In Argentina, per consentire il matrimonio gay, è stata modificata la legge, sostituendo l’espressione "uomini e donne" con il termine "coniugi". Le analoghe proposte presentate nel Parlamento brasiliano, per consentire l’unione civile tra persone dello stesso sesso, sono lungi dall’essere approvate. E la questione del matrimonio resta annosa. In fin dei conti, è pur sempre un peccato…

Nonostante l’influenza di gruppi religiosi contrari al cambiamento, prima o poi anche in Brasile verranno modificate tali norme, garantendo dignità e sconfiggendo i pregiudizi. Qualcosa va già cambiando pian piano: un uomo riesce a estendere la copertura previdenziale al suo compagno, una donna ottiene la pensione della compagna. Il problema è che questo percorso va rivelandosi assai lento, quando in realtà dovrebbe essere rapido per consentire a quanti vivono oggi di godere di questa nuova realtà.

È assurdo che nel secondo millennio la nostra società stia ancora discutendo se si debbano universalizzare o meno tali diritti. Che gay e lesbiche vengano picchiati e uccisi per strada solo perché hanno osato essere diversi dalla massa.

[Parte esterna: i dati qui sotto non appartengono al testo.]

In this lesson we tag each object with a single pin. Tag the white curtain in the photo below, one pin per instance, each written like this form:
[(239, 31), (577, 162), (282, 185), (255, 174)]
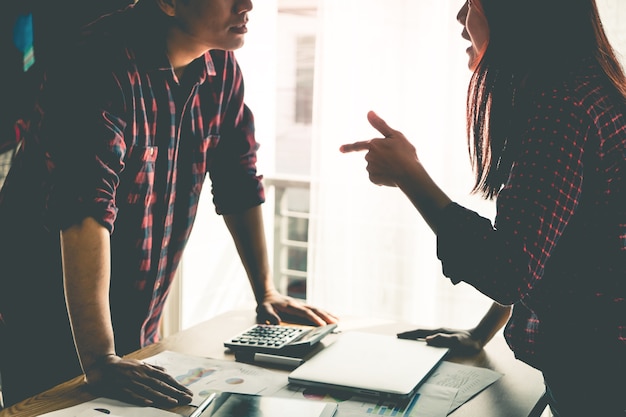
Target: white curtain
[(371, 253)]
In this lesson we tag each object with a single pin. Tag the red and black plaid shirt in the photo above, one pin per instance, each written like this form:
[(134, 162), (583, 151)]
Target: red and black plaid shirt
[(557, 250), (119, 139)]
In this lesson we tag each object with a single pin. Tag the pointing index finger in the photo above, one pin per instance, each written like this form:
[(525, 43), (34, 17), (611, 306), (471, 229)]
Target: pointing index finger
[(355, 147), (379, 124)]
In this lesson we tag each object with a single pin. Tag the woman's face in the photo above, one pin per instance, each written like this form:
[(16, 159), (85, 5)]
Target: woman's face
[(475, 30)]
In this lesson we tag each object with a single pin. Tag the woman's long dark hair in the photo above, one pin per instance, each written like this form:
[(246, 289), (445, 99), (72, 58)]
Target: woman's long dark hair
[(530, 43)]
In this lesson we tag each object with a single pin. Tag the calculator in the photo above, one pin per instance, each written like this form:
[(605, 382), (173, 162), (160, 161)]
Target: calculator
[(278, 338)]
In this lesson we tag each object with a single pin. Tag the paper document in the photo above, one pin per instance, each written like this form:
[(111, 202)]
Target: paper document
[(204, 375), (468, 380), (101, 407)]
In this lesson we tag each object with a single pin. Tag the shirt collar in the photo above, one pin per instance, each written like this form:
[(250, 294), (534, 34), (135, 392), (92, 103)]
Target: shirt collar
[(151, 42)]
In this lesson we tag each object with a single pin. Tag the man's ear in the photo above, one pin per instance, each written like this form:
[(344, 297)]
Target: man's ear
[(167, 6)]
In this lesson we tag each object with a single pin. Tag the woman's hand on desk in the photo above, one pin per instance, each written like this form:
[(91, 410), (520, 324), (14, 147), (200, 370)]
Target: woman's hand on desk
[(136, 382), (465, 341), (457, 340)]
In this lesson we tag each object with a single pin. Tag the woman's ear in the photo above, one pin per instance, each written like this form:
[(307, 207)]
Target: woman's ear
[(167, 6)]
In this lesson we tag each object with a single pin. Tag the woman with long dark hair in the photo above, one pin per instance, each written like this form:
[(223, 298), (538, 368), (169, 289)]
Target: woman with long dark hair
[(547, 140)]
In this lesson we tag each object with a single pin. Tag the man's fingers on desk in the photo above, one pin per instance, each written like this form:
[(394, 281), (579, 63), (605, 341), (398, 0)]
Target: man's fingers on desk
[(416, 334)]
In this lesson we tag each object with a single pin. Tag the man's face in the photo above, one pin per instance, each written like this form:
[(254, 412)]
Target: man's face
[(214, 24)]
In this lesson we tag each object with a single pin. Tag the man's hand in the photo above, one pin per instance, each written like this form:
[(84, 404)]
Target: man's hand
[(136, 382), (277, 307)]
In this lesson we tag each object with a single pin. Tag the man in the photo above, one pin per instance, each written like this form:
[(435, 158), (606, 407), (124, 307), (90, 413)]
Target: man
[(101, 199)]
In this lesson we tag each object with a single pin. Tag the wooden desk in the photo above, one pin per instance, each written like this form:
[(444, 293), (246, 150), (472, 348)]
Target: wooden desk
[(513, 395)]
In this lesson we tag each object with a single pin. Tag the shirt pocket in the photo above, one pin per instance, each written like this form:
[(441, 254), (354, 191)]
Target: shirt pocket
[(201, 160), (140, 167)]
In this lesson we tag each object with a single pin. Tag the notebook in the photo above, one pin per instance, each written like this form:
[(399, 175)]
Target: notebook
[(370, 364)]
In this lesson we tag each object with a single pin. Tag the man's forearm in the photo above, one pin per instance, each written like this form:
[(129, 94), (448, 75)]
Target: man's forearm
[(248, 233), (86, 268)]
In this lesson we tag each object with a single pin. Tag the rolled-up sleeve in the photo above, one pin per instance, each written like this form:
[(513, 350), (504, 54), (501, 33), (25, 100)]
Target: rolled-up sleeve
[(236, 186), (84, 149)]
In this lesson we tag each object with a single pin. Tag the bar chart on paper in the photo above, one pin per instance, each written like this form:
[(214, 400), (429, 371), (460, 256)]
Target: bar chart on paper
[(382, 409)]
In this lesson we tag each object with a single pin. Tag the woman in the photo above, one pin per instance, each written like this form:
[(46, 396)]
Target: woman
[(547, 140)]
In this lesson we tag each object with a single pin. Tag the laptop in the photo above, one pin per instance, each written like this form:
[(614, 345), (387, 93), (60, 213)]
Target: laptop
[(370, 364)]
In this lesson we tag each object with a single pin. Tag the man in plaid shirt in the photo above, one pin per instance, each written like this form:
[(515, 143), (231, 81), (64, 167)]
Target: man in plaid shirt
[(101, 199)]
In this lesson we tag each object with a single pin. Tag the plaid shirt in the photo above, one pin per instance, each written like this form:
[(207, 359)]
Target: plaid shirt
[(118, 138), (557, 250)]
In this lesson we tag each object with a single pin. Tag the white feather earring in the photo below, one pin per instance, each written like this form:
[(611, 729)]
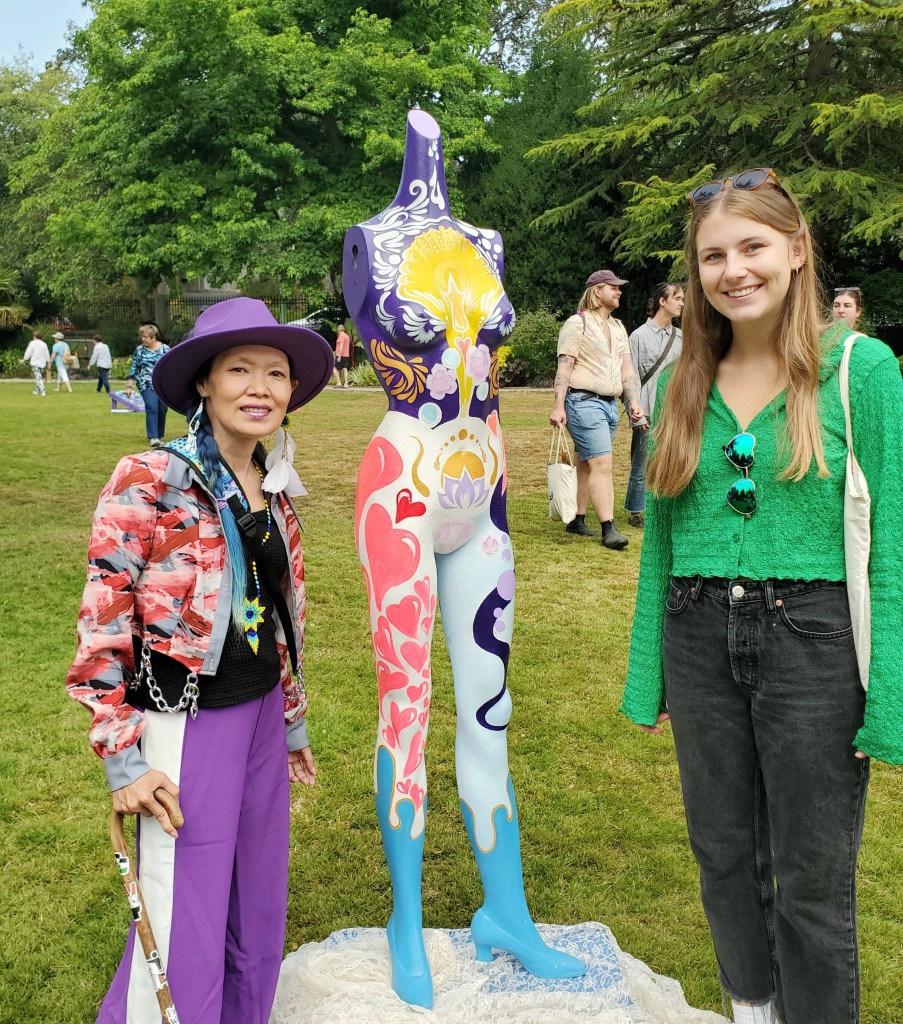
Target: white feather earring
[(281, 466)]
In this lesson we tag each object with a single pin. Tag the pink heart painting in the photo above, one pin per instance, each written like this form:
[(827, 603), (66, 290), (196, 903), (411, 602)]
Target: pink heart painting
[(416, 692), (401, 719), (415, 756), (393, 554), (415, 653), (404, 614), (388, 680), (382, 464), (405, 507), (383, 642)]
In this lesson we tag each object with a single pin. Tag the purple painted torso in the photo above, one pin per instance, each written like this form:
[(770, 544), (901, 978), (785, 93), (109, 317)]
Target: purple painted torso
[(425, 292)]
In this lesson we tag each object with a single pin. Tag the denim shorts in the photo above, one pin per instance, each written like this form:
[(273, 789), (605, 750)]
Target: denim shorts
[(592, 422)]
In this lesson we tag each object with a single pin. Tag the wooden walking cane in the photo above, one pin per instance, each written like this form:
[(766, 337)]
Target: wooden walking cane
[(136, 902)]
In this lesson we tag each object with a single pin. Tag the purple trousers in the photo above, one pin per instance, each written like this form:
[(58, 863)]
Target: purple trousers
[(216, 896)]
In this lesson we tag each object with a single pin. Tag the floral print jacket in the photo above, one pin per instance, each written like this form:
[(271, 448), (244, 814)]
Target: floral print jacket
[(158, 569)]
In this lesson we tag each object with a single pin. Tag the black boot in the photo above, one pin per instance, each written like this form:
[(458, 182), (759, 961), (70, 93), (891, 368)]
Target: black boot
[(611, 538), (578, 525)]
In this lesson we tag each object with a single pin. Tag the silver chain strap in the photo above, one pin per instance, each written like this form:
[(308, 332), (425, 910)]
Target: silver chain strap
[(188, 699)]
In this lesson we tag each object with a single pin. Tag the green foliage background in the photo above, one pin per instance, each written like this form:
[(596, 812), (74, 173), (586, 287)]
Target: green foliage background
[(238, 139)]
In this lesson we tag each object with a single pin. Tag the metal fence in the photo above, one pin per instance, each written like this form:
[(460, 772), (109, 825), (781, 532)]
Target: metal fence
[(179, 312)]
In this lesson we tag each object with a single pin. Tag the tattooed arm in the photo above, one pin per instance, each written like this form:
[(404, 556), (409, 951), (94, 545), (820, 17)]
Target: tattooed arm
[(566, 364), (631, 394)]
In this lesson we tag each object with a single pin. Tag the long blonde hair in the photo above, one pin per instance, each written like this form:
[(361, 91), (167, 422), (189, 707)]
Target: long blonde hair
[(707, 335)]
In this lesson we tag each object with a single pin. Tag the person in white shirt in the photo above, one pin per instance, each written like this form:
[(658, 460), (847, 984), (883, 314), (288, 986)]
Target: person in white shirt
[(101, 358), (38, 355)]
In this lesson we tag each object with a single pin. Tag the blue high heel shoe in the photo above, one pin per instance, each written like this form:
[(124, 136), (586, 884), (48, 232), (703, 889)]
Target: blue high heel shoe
[(540, 960), (411, 969), (504, 921)]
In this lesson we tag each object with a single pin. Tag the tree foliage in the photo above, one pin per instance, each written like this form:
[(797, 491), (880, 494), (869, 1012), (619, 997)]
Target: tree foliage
[(695, 89), (28, 99), (545, 266), (244, 136)]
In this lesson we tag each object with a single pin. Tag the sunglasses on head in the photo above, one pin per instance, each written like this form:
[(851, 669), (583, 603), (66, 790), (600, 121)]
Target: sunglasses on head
[(739, 452), (745, 181)]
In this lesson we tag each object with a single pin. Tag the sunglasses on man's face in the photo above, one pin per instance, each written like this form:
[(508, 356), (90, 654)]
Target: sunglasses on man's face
[(740, 454), (745, 181)]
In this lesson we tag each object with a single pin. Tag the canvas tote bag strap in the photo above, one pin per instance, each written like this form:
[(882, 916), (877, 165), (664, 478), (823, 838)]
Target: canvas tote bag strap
[(559, 441), (844, 381), (857, 529)]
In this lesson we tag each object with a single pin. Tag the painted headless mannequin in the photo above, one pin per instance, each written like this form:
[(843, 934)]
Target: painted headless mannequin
[(425, 292)]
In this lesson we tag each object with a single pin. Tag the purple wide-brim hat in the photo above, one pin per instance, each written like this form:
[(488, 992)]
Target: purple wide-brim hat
[(242, 322)]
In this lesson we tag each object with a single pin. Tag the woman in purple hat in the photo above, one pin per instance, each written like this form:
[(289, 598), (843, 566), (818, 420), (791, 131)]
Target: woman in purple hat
[(190, 634)]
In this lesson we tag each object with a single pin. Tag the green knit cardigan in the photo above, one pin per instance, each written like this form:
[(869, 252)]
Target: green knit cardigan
[(797, 531)]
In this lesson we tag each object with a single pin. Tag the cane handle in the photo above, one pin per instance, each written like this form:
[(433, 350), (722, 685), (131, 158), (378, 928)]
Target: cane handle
[(136, 902)]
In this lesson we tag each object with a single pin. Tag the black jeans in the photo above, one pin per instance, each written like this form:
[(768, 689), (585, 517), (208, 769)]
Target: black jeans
[(765, 701)]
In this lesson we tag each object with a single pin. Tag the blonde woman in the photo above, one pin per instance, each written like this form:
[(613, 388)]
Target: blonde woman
[(742, 631)]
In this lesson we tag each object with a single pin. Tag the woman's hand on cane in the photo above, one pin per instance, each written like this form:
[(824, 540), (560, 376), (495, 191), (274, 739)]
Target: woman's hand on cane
[(138, 798), (301, 767)]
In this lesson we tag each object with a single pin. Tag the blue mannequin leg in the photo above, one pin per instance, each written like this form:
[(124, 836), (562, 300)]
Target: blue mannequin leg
[(411, 970), (504, 921)]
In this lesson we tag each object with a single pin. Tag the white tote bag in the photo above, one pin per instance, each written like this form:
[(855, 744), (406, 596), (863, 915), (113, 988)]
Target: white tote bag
[(561, 475), (857, 531)]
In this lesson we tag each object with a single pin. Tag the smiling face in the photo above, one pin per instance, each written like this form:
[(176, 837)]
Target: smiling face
[(607, 297), (745, 268), (247, 392), (847, 307)]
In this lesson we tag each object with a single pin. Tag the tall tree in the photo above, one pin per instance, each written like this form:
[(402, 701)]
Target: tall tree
[(543, 264), (697, 88), (231, 136), (28, 99)]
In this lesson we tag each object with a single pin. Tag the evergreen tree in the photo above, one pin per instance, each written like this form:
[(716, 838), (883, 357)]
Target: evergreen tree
[(695, 89)]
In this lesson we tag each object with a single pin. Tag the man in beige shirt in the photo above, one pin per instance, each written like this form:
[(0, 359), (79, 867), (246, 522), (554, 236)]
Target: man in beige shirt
[(594, 371)]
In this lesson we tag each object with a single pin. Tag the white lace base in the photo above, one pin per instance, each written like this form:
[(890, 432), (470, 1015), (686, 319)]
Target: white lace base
[(347, 980)]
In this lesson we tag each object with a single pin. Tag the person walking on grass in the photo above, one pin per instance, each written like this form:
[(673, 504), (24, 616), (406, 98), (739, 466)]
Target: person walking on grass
[(151, 349), (594, 371), (742, 634), (343, 355), (190, 636), (101, 358), (38, 356), (654, 345), (61, 357)]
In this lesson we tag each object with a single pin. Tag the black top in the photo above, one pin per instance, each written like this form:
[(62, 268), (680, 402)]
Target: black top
[(242, 675)]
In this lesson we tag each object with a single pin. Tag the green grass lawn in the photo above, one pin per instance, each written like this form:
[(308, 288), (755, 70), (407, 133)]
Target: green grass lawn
[(600, 808)]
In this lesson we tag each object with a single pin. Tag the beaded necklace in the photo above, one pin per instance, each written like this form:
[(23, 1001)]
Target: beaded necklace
[(254, 608)]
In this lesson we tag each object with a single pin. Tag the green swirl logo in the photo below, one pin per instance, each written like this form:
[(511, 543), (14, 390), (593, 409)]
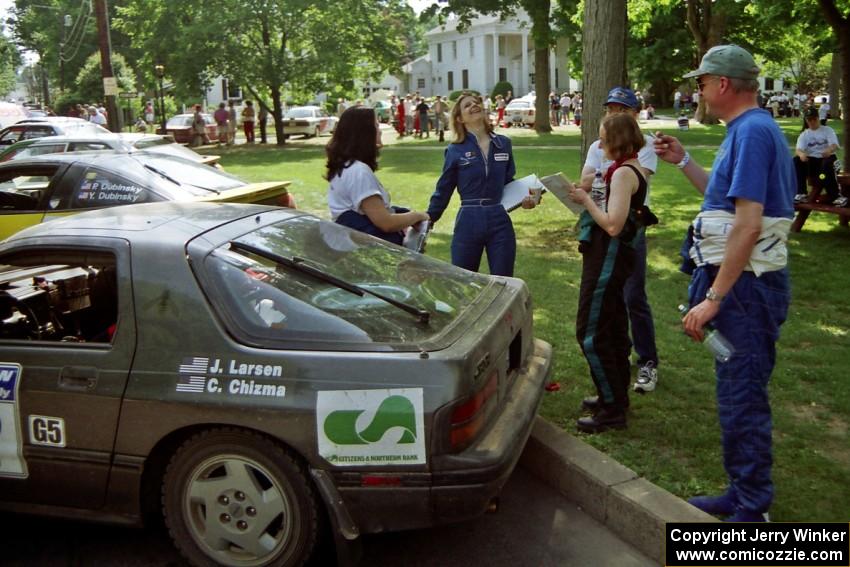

Che seguaci di una supposta verità divina taccino di peccato il comportamento altrui e condannino i diversi a una vita d’inferno in Terra.

Quel Parlamento che oggi non sembra prestare attenzione alle proposte di riforma, è il frutto del tessuto sociale nel quale si inserisce – e, sì, il pandemonio che dà vita alle notizie di criminalità, pardon, di politica, è un riflesso di noi stessi. In termini pratici, una (mancata) decisione legislativa racchiude gli stessi pregiudizi delle battute maligne contro i gay o dei piccoli atteggiamenti machisti che noi (me incluso) assumiamo nella vita di tutti i giorni. La differenza sta nella dimensione dell’impatto, non nella sua natura.

Attribuiamo la colpa al processo formativo brasiliano, all’eredità patriarcale portoghese, alle imposizioni religiose, al Giardino dell'Eden e così via. È più facile affermare che siamo il frutto di qualcosa, che siamo condizionati dal passato, piuttosto che tentare di reagire a un’inerzia che mantiene la distinzione tra cittadini di prima classe (uomini, ricchi, bianchi, eterosessuali) e di seconda classe (donne, poveri, neri e indigeni, omosessuali, ecc.). È una lotta ingloriosa, ma necessaria. E ci richiede di riflettere profondamente sui nostri comportamenti. Alla fine, sarà una scelta fra la barbarie dell’intolleranza e la civilizzazione.